Segera setelah kontrol diri menjadi murni, akan timbul kejujuran dan kebaikan terhadap orang lain, kalian akan tenteram dan terbebas dari kekhawatiran dan penyesalan. Tidak akan ada tindakan yang agresif dan mencelakakan sehingga tidak akan ada penyesalan yang timbul, ini adalah bentuk kebahagiaan, hampir sama seperti keadaan surga, nyaman. Kalian dapat makan dan tidur dengan nyaman yang timbul dari kontrol diri, inilah buahnya, sedangkan menjaga kontrol diri adalah penyebabnya. Inilah prinsip latihan Dhamma-menahan diri agar tidak melakukan perbuatan buruk sehingga timbullah kebaikan. Jika kontrol diri dijaga seperti ini, kejahatan akan hilang dan niat baik akan timbul. Ini adalah hasil latihan yang benar.
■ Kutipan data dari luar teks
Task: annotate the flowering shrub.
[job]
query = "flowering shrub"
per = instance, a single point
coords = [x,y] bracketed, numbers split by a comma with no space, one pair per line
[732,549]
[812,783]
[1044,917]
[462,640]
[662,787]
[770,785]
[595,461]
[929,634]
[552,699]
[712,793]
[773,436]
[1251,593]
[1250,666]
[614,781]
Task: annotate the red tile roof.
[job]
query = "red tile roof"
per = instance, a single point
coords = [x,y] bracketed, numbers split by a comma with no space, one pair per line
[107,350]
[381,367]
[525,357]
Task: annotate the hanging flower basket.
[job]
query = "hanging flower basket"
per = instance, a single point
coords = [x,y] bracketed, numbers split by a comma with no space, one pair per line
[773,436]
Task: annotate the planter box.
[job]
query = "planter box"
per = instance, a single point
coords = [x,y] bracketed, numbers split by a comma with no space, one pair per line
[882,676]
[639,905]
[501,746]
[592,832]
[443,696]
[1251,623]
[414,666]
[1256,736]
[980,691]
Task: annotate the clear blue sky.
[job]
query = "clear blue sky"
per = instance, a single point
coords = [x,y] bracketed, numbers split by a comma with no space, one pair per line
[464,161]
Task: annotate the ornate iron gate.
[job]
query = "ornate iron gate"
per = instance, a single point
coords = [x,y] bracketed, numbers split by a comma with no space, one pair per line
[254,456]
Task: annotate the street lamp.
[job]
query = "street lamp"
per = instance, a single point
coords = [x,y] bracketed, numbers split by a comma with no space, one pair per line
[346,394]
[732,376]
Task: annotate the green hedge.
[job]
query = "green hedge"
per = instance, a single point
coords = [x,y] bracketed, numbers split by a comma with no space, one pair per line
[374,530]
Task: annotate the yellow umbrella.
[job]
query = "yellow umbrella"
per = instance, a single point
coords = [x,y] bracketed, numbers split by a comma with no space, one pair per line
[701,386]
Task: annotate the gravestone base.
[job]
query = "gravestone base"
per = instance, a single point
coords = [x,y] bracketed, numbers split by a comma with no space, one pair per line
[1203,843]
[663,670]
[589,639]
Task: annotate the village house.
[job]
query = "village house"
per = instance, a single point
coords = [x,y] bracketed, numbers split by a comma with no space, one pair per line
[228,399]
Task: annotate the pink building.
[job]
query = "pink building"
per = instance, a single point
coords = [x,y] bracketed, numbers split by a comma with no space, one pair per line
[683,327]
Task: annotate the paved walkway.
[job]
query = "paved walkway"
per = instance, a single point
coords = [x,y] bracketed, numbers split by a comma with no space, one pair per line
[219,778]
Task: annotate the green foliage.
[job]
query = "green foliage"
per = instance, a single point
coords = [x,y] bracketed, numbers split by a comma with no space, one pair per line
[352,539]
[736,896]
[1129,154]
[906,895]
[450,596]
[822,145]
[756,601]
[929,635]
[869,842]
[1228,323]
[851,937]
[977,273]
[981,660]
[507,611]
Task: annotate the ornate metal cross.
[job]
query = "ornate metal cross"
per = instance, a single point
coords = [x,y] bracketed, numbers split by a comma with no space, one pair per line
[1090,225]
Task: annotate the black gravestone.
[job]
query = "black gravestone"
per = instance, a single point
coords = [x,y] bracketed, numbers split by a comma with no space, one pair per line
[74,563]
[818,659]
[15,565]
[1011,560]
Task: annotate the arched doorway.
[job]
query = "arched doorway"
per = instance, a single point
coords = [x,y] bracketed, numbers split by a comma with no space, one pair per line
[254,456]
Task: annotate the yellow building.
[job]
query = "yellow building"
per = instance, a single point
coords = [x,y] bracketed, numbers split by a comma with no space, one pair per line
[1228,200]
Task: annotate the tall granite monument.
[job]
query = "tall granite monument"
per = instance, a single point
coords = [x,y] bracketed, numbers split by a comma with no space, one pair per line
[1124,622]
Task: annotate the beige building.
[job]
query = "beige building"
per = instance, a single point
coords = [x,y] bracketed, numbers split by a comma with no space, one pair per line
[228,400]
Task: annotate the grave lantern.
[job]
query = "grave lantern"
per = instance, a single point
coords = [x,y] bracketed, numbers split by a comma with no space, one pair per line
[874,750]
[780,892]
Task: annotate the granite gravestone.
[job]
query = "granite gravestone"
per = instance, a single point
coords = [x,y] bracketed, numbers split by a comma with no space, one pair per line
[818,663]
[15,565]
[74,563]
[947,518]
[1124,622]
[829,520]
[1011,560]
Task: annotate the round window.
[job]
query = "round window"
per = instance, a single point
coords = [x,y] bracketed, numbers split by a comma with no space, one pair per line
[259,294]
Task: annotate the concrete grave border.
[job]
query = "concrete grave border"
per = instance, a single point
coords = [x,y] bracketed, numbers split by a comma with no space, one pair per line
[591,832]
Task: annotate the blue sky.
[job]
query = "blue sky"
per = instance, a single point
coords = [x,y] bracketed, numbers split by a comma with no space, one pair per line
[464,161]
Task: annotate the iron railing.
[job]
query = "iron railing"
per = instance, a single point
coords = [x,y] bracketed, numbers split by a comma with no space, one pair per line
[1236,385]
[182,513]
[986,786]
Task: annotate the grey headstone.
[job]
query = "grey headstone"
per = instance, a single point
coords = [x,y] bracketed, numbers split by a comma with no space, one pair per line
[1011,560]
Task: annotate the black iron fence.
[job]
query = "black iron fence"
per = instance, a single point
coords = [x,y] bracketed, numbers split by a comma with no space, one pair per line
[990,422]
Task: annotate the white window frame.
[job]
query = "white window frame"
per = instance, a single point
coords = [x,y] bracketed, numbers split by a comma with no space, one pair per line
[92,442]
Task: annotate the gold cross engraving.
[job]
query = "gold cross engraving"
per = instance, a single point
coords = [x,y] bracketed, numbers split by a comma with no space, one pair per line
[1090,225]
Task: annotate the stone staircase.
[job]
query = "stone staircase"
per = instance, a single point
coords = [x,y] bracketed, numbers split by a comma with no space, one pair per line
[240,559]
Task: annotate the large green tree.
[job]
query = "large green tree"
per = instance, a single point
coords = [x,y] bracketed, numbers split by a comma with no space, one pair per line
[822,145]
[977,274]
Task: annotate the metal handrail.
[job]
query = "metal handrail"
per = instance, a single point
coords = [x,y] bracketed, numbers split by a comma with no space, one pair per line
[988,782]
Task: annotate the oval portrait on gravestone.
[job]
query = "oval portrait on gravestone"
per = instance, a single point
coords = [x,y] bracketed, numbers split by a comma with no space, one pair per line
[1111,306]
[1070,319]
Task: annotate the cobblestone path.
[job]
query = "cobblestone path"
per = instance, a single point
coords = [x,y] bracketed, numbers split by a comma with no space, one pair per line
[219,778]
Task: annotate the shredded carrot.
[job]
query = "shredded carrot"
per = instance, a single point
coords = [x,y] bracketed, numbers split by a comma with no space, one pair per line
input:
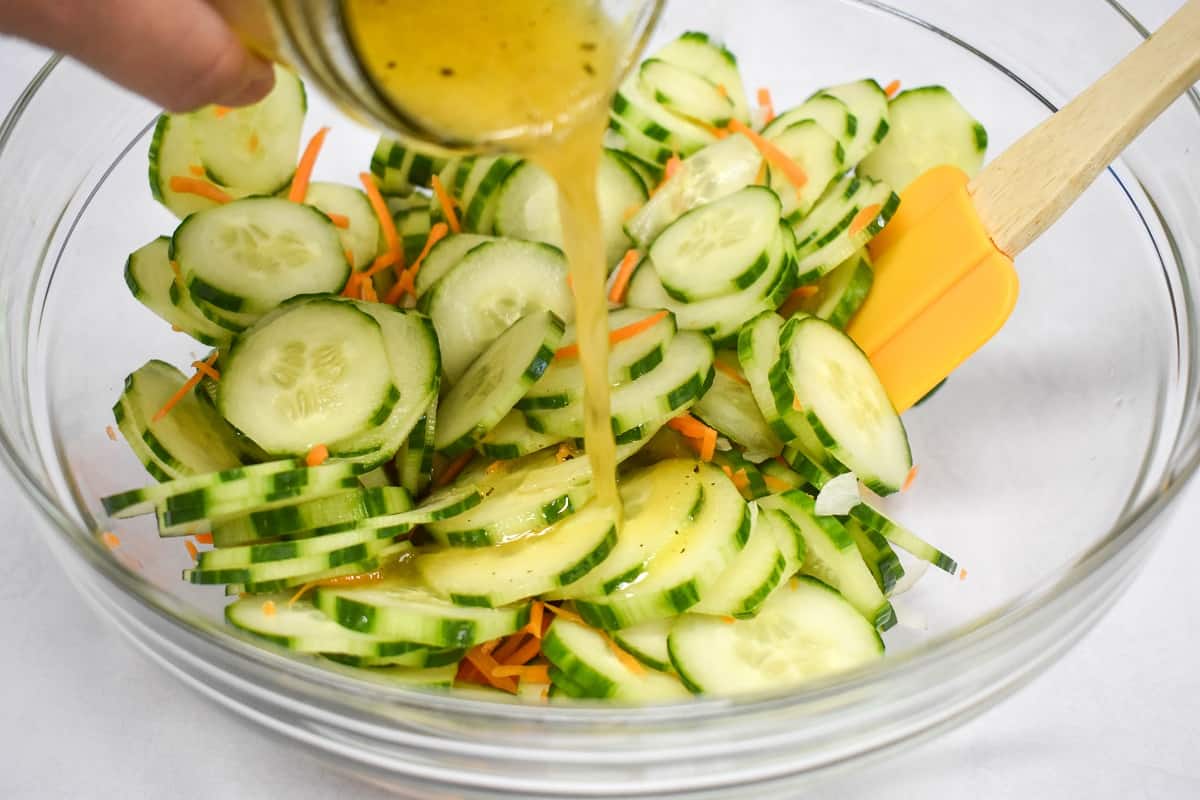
[778,158]
[317,456]
[767,104]
[864,218]
[454,468]
[300,181]
[189,385]
[624,272]
[447,204]
[209,372]
[730,372]
[185,185]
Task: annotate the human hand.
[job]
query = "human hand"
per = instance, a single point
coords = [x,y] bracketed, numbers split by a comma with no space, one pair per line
[178,53]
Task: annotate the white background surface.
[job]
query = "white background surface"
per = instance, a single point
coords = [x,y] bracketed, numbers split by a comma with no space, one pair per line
[82,715]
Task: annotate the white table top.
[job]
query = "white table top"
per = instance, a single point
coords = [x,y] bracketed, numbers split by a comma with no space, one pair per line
[85,715]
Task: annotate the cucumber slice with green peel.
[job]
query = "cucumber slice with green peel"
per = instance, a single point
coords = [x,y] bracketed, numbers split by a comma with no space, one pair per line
[444,257]
[300,565]
[819,154]
[803,632]
[628,360]
[877,553]
[533,565]
[496,380]
[832,557]
[875,519]
[301,627]
[513,438]
[685,569]
[683,377]
[869,104]
[702,56]
[845,403]
[833,115]
[255,146]
[718,248]
[587,661]
[400,608]
[718,170]
[685,94]
[250,256]
[647,643]
[843,292]
[143,500]
[150,278]
[659,503]
[730,407]
[527,206]
[304,519]
[192,439]
[315,372]
[489,290]
[361,239]
[929,128]
[750,578]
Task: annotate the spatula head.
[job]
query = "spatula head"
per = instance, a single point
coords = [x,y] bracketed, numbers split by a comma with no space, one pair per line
[941,288]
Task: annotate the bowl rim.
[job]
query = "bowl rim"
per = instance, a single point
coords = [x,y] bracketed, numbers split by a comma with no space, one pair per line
[955,647]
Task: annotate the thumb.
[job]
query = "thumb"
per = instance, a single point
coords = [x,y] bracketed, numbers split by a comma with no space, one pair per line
[179,54]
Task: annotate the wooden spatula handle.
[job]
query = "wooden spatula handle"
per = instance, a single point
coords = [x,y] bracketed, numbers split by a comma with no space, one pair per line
[1026,188]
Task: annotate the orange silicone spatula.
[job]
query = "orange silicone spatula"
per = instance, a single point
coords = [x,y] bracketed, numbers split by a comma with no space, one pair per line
[943,265]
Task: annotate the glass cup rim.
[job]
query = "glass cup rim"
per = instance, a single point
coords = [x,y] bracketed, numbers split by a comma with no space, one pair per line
[955,647]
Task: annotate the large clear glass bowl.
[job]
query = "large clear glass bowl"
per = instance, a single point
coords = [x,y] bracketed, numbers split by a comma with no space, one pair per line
[1048,462]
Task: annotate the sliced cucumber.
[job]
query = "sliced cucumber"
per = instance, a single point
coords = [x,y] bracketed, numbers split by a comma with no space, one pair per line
[720,247]
[832,557]
[659,503]
[250,256]
[587,661]
[399,608]
[845,403]
[527,206]
[150,280]
[496,380]
[312,373]
[685,569]
[253,146]
[361,239]
[533,565]
[489,290]
[929,128]
[805,631]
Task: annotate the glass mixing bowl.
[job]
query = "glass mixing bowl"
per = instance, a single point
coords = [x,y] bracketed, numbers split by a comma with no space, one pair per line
[1048,462]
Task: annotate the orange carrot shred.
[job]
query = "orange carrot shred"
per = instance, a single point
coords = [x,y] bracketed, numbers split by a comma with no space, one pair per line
[189,385]
[864,218]
[624,272]
[447,204]
[300,181]
[185,185]
[317,456]
[778,158]
[767,104]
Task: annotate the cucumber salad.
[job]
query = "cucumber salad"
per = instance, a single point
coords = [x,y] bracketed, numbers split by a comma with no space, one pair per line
[381,457]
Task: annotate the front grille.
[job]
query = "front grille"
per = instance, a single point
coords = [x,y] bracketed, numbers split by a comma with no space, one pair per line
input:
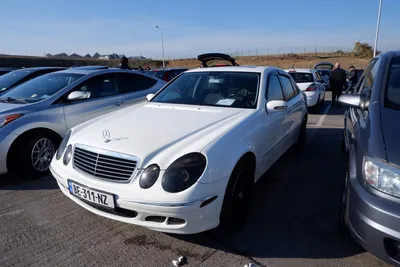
[104,164]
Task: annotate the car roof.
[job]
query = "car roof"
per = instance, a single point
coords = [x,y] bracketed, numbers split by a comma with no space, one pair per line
[7,68]
[166,69]
[256,69]
[90,67]
[39,68]
[299,70]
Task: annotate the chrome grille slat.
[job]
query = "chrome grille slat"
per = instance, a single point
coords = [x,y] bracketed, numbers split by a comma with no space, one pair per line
[101,158]
[104,164]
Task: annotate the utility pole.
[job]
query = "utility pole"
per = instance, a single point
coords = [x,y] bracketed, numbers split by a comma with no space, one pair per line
[377,27]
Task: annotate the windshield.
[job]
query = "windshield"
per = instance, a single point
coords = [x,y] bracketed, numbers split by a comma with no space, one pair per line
[9,79]
[393,85]
[302,77]
[42,87]
[225,89]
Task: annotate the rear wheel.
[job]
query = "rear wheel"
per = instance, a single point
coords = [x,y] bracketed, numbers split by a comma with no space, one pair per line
[237,199]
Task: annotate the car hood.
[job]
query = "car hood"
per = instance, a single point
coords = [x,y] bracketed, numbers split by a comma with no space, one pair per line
[7,107]
[391,133]
[159,132]
[303,86]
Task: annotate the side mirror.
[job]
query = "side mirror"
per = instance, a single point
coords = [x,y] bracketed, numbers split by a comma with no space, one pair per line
[150,97]
[76,95]
[275,106]
[355,101]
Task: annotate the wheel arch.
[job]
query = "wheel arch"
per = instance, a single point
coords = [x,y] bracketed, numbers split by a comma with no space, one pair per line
[25,136]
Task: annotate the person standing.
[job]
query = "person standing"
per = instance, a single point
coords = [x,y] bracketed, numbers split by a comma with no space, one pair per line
[353,78]
[124,63]
[337,81]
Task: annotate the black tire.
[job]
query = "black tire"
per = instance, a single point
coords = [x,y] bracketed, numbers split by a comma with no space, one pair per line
[302,136]
[23,158]
[237,199]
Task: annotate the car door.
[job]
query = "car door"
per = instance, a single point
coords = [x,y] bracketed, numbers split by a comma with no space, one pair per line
[134,87]
[270,140]
[354,118]
[103,98]
[294,102]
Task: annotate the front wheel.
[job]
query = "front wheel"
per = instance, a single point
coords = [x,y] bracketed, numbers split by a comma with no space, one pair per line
[237,199]
[34,156]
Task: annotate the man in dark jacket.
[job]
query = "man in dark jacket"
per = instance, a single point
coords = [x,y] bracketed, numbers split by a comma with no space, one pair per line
[124,63]
[337,81]
[353,78]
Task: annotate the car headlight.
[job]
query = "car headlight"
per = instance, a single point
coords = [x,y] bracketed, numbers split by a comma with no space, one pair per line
[149,176]
[63,145]
[382,176]
[184,172]
[7,119]
[67,155]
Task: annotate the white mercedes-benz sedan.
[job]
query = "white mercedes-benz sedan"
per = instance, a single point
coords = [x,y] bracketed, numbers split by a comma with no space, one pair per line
[185,161]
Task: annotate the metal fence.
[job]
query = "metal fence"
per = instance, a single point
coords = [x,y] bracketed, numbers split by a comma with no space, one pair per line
[277,51]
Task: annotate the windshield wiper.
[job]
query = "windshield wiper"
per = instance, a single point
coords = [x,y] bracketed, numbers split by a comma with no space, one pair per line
[13,100]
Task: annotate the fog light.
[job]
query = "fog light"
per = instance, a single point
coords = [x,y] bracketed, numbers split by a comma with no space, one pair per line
[67,155]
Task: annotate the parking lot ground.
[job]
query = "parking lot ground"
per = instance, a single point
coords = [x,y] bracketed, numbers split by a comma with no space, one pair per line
[293,220]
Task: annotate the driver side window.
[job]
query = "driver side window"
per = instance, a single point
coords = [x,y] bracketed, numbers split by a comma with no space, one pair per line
[99,86]
[274,89]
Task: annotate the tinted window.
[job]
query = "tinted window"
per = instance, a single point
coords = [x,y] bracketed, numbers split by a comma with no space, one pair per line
[274,91]
[302,77]
[128,83]
[214,88]
[9,79]
[369,76]
[288,90]
[393,85]
[99,86]
[42,87]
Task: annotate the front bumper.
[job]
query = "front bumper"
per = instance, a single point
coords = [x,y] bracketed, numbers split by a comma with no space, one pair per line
[374,222]
[6,139]
[196,219]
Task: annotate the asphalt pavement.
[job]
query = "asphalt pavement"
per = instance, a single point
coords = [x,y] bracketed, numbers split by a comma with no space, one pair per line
[293,220]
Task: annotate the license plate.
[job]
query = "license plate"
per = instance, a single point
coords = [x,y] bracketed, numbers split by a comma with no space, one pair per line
[91,195]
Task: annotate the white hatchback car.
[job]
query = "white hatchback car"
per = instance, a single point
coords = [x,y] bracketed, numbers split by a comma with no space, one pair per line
[311,83]
[185,161]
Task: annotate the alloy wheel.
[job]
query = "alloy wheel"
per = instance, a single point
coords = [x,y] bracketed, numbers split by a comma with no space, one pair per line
[42,153]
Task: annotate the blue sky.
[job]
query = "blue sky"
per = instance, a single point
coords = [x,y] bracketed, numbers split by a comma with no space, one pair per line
[191,27]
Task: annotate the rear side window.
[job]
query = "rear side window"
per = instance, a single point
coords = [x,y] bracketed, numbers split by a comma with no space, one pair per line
[128,83]
[288,90]
[302,77]
[393,85]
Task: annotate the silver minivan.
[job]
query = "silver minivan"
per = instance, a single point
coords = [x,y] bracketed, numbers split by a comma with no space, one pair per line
[35,115]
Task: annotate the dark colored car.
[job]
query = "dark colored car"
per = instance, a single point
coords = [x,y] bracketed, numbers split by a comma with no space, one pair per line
[206,58]
[168,74]
[6,70]
[19,76]
[371,191]
[90,67]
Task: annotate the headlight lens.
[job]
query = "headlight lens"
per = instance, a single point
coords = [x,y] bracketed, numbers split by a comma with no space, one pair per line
[63,145]
[67,155]
[7,119]
[382,176]
[184,172]
[149,176]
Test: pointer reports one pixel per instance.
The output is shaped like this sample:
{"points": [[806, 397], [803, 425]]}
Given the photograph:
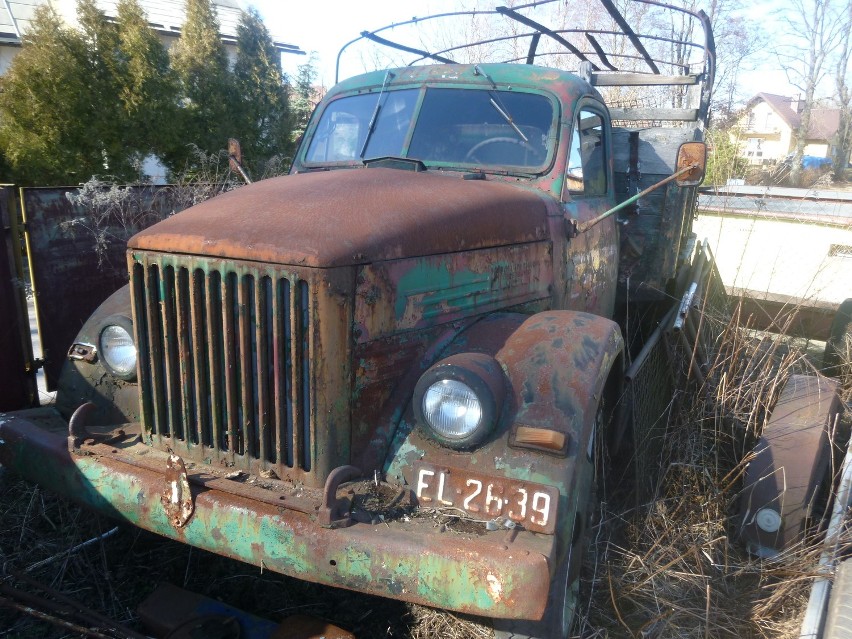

Tetapi bukan ini akhir ceritanya, segera setelah orang mencapai sedikit kebahagiaan mereka cenderung untuk tidak lagi memperhatikan dan tidak lagi berusaha untuk maju dalam latihan. Mereka tersangkut dalam kebahagiaan, mereka tidak mau lagi maju, mereka memilih kebahagiaan “surga”. Memang nyaman, tetapi itu bukan pengertian yang sebenarnya, kalian harus terus melakukan perenungan untuk menghindar dari khayalan, teruslah merenungkan kerugian kebahagiaan ini. Semuanya hanya sementara, bukan hal yang pasti, tidak bertahan selamanya, segera kalian akan terpisah darinya. Begitu kebahagiaan lenyap, penderitaan akan timbul dan air mata mengalir lagi, bahkan makhluk-makhluk surgapun akhirnya menangis dan menderita.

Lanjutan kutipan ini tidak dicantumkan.